Interesting facts, links, and suggested books for each month of the Civil War.

March 1864

This Month's Events

  • 3 March. William Woods Holden, editor of the Raleigh, North Carolina Standard, announces that he is a candidate for governor. "If elected, I will do everything in my power to promote the interests, the honor and the glory of North Carolina, and to secure an honorable peace."
              Among his supporters are members of a secret organization, the Heroes of America. Also called the "Red Strings", this underground group is composed of Unionists. Many are white working men and poorer whites whose families are suffering from the war, but free African Americans and slaves contribute to its efforts. The HOA members are part of the "underground railroad" that smuggles deserters, refugee Unionists, and escaping Union prisoners out of the South.

  • 4 March. The "Stars and Bars" is adopted as the official flag of the Confederacy. [See March 1861.]

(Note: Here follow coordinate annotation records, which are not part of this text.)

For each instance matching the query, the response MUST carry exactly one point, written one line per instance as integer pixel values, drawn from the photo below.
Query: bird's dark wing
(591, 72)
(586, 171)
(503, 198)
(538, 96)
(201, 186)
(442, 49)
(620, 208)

  • 5 March A long planned Union raid on Richmond fails and its commander, Ulric Dahlgren, lies dead. Supposedly papers found on his body contain orders to capture and execute Jefferson Davis and the members of the Confederate cabinet. Is this true? See The Dahlgren Affair [right] in Books.

  • 7 March. At Salem, North Carolina, a diarist writes: "During this week the examining board of surgeons with the enrolling officers were busy at Winston, conscripting a good many persons who had heretofore been exempted. At first the conscripts were treated very harshly. They were marched about under guard, kept like prisoners in the guardhouses, and not allowed to go home without a guard, nor to give security for their appearance. After a while though, milder measures were adopted. We learn to see strange sights in our once free and highly favored land. Lord have mercy upon us.

  • 12 March. Lt. General Ulysses S. Grant becomes commander of the United States armies. A few days later he, in turn, promotes William Tecumseh Sherman.

  • 16 March. Confederates led by Nathan Bedford Forrest start a move into Tennessee and Kentucky.

  • 25 March. Confederate recruiting officers are now in Gaston County to conscript all able-bodied men "to 45 years of age".

  • This month Union forces moving up the Red River arrive at Alexandria, Louisiana.

This Month's Fiction

Adult Fiction

YA Fiction

This Month's Non-Fiction

Adult Nonfiction

Red River Campaign : politics and cotton in the Civil War, by Ludwell H. Johnson, pub. 1958, 317 p. "Red River Campaign" examines how partisan politics, economic needs and personal profit determined military policy and operations in Louisiana and Arkansas during the spring of 1864. In response to the demands of Free-Soil interests in Texas and the New England textiles manufacturers' need for cotton, Lincoln authorised an expedition to open the way to Texas. General Nathaniel Banks conducted a combined military and naval campaign up the Red River that lasted only from March 12th to May 20th, 1864, but which was one of the most destructive campaigns of the war.